The Piedmont Healthcare settlement resolves a lawsuit filed in the U.S. District Court for the Northern District of Georgia by a former Piedmont physician under the qui tam or whistleblower provisions of the False Claims Act, which permit private citizens to bring lawsuits on behalf the United States and obtain a portion of the government’s recovery. The whistleblower in this case will receive $2,967,400.

“Our watchdog agency will continue to aggressively investigate healthcare providers that attempt to boost their profits by billing Medicare and Medicaid for medically unnecessary services and engaging in kickback schemes,” said Special Agent-in-Charge Derrick L. Jackson, U.S. Department of Health and Human Services Office of Inspector General.  “We will not tolerate such greed-fueled schemes, which bilk taxpayer-funded health care programs and undermine the public’s trust in the healthcare industry.”

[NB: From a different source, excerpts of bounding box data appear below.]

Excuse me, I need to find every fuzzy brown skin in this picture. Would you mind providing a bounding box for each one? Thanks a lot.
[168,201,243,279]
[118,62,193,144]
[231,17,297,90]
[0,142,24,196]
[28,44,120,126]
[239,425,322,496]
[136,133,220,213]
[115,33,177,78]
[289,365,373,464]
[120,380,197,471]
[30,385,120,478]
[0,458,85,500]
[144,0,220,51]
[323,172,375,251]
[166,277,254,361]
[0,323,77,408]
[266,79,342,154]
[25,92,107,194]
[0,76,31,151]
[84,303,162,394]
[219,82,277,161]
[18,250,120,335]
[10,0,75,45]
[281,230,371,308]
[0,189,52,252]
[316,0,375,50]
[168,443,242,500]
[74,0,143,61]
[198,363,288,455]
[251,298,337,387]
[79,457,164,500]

Georgia Attorney General Chris Carr added, “Our office will continue to work with our federal partners to ensure that healthcare providers abide by rules that serve as important safeguards for public safety and public resources.”

The case was investigated by the U.S. Attorney’s Office for the Northern District of Georgia, the Georgia Medicaid Fraud Control Unit, and Health and Human Services—Office of the Inspector General, with substantial assistance from the Department of Justice Civil Division, Commercial Litigation Branch (Frauds Section).

Piedmont Healthcare is a not-for-profit corporation that owns 11 hospitals, operates clinics and offices in over 250 locations, has 22,000 employees and over 2,200 medical staff personnel, according to its website.

1 COMMENT

  1. Thankful for some oversight on what appears do have been some crooked doings. Thankful to The Citizen for reporting. Couple questions come to mind: 1) I’m not on Medicare, but from talking to folks who are, many of them have supplemental policies which cover what Medicare does not. So if these allegation of up charging are true, did those people incur greater costs? Is there legal redress from them? Class action suit? 2) Are the case managers themselves who allegedly cheated – are they themselves – facing any penalty? Great story, Ben. Thank you again.